EU leaders on Monday night agreed a political deal to impose sanctions on Russian oil imports.
“Agreement to ban Russian oil exports to EU”, tweeted European Council President Charles Michel from a summit of leaders in Brussels. “This immediately covers more than 2/3 of Russia’s oil imports, reducing a major source of funding for its war machine.”
The EU Council has yet to formally agree on sanctions.
The commitment will allow oil exports from Russia’s oil pipelines to the EU to continue temporarily, while shipping is blocked at the end of the year, as announced by European Commission President Ursula von der Leyen in early December. ‘this month.
Von der Leyen tweeted that the leaders’ agreement “will effectively reduce about 90% of Russia’s oil imports to the EU by the end of the year.”

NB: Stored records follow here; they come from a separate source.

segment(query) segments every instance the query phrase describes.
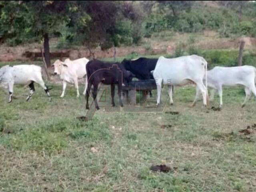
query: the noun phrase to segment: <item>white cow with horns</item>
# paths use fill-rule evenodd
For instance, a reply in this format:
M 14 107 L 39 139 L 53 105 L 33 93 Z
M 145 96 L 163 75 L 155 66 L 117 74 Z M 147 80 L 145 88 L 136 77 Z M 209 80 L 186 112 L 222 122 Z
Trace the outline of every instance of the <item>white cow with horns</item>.
M 60 79 L 63 81 L 62 93 L 60 97 L 63 97 L 67 86 L 67 82 L 74 84 L 76 89 L 76 96 L 80 96 L 78 90 L 78 79 L 84 77 L 86 74 L 86 64 L 89 60 L 84 57 L 76 60 L 71 60 L 66 59 L 64 62 L 56 60 L 52 65 L 54 68 L 54 75 L 59 75 Z M 86 78 L 85 89 L 83 94 L 85 95 L 87 86 L 87 78 Z
M 12 100 L 13 86 L 20 84 L 29 86 L 30 92 L 27 101 L 35 92 L 34 82 L 38 83 L 44 90 L 51 101 L 47 87 L 42 77 L 42 68 L 34 65 L 6 65 L 0 68 L 0 85 L 9 90 L 9 102 Z
M 218 90 L 220 97 L 220 107 L 221 107 L 223 104 L 223 86 L 234 87 L 240 85 L 244 87 L 246 96 L 242 107 L 245 106 L 246 103 L 251 96 L 252 92 L 256 96 L 256 68 L 252 66 L 215 67 L 208 71 L 207 78 L 208 86 L 213 89 L 211 92 L 210 100 L 213 100 L 214 92 L 216 90 Z M 199 98 L 200 96 L 198 94 L 197 95 L 197 98 Z
M 168 85 L 170 104 L 172 104 L 172 86 L 182 86 L 192 81 L 196 84 L 197 91 L 199 90 L 202 93 L 203 106 L 206 106 L 208 101 L 207 82 L 206 81 L 206 87 L 203 79 L 205 75 L 207 76 L 207 62 L 205 60 L 196 55 L 172 59 L 160 57 L 153 72 L 157 88 L 158 106 L 160 103 L 162 84 Z M 195 104 L 196 99 L 196 97 L 192 106 Z

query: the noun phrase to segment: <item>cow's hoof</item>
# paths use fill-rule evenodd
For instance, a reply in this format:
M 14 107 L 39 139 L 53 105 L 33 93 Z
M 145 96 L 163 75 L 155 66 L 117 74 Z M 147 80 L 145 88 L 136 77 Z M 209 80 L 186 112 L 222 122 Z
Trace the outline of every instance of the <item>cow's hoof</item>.
M 191 107 L 194 107 L 196 106 L 196 103 L 193 103 L 191 105 L 190 105 Z

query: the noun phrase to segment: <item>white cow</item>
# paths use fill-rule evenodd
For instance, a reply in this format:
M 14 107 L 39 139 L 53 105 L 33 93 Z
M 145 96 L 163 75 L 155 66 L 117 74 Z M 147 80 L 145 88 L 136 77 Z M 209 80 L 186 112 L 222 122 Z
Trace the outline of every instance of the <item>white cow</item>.
M 34 82 L 38 83 L 44 90 L 51 101 L 51 96 L 42 77 L 42 68 L 34 65 L 6 65 L 0 68 L 0 84 L 9 90 L 9 102 L 12 102 L 14 84 L 28 85 L 30 88 L 27 101 L 35 92 Z
M 62 93 L 60 97 L 63 97 L 67 86 L 67 82 L 74 84 L 76 89 L 76 96 L 79 97 L 78 79 L 84 77 L 86 74 L 86 64 L 89 60 L 85 57 L 71 60 L 69 58 L 66 59 L 64 62 L 58 59 L 52 64 L 54 68 L 55 75 L 60 75 L 60 79 L 63 81 Z M 85 89 L 83 94 L 85 95 L 87 86 L 87 78 L 86 78 Z
M 207 84 L 206 81 L 206 87 L 203 83 L 203 78 L 205 75 L 207 76 L 207 62 L 205 60 L 196 55 L 172 59 L 160 57 L 153 72 L 157 88 L 157 104 L 160 103 L 162 84 L 168 85 L 170 104 L 172 104 L 173 102 L 172 86 L 184 85 L 192 81 L 196 84 L 197 90 L 201 92 L 204 106 L 206 106 L 208 97 Z M 192 106 L 194 106 L 195 101 Z
M 223 104 L 222 86 L 231 87 L 242 85 L 244 87 L 246 96 L 242 107 L 245 106 L 252 92 L 256 96 L 256 68 L 252 66 L 215 67 L 208 71 L 208 85 L 213 89 L 211 92 L 210 99 L 214 99 L 214 92 L 217 90 L 220 97 L 220 107 Z M 197 96 L 198 98 L 199 94 L 197 94 Z

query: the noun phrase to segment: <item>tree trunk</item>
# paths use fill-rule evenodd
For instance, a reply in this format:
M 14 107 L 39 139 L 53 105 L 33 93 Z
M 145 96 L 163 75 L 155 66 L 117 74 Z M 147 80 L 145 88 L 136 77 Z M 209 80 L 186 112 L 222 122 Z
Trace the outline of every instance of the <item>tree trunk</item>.
M 114 47 L 114 62 L 116 62 L 116 47 Z
M 44 59 L 44 52 L 42 50 L 42 48 L 40 48 L 41 50 L 41 53 L 42 54 L 42 57 L 43 59 L 43 61 L 44 62 L 44 64 L 43 65 L 44 69 L 44 71 L 45 71 L 45 73 L 46 74 L 46 76 L 47 76 L 47 80 L 50 80 L 50 75 L 49 75 L 49 73 L 48 72 L 48 70 L 47 70 L 47 65 L 46 65 L 46 63 L 45 62 L 45 60 Z
M 239 22 L 241 22 L 241 20 L 242 19 L 242 9 L 243 8 L 243 2 L 242 1 L 240 1 L 240 9 L 239 10 Z
M 245 42 L 244 41 L 242 41 L 240 42 L 240 46 L 239 46 L 239 55 L 238 56 L 238 66 L 242 66 L 242 61 L 243 60 L 243 52 L 244 51 L 244 44 L 245 44 Z
M 48 34 L 44 36 L 44 59 L 47 67 L 51 66 L 51 59 L 50 55 L 50 46 L 49 46 L 49 37 Z

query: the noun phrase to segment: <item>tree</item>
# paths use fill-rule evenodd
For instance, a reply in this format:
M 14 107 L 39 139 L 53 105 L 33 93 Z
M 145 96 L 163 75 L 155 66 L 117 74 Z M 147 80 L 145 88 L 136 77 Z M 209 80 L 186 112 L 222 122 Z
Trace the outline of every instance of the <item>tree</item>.
M 50 66 L 49 36 L 59 31 L 59 26 L 68 18 L 66 1 L 23 1 L 30 15 L 30 27 L 39 41 L 44 42 L 45 62 Z
M 243 52 L 245 42 L 242 40 L 240 42 L 240 46 L 239 46 L 239 54 L 238 55 L 238 66 L 242 66 L 243 60 Z
M 179 12 L 182 10 L 189 11 L 193 2 L 192 1 L 157 1 L 162 8 L 167 7 L 171 9 L 172 14 L 177 17 Z
M 16 45 L 43 42 L 45 61 L 50 66 L 49 40 L 68 18 L 68 2 L 19 1 L 0 2 L 0 40 Z
M 140 17 L 130 3 L 77 1 L 72 6 L 68 25 L 90 52 L 98 46 L 106 50 L 132 43 L 132 25 Z

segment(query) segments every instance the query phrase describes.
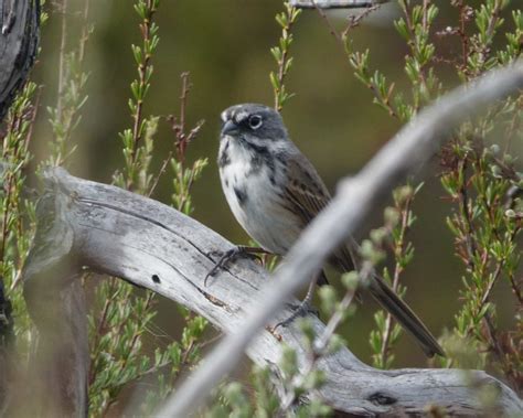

Germany and Poland, which could benefit from the gas pipeline exemption, have pledged to close the de facto gas pipeline north of Druzhba, several EU diplomats said.
There is also an agreement to “complete the [closure of the] southern branch as soon as possible, “said an Elysian official. The southern section of the pipeline delivers oil to Slovakia, Hungary and the Czech Republic.
An EU official said the Czech Republic had obtained an 18-month exemption from the ban on covering the resale of petroleum products.
Hungary has also assured that there is an emergency provision to ensure security of supply if deliveries from its pipelines are cut off, EU diplomats said.
The embargo on Russian oil would be one of the most important steps in Europe to restrict the income of President Vladimir Putin to wage war on Ukraine. But Hungary held back the proposed measure for several weeks, arguing that its economy would be affected by a general ban.
David M. Herszenhorn, Lili Bayer and Giorgio Leali contributed to the report.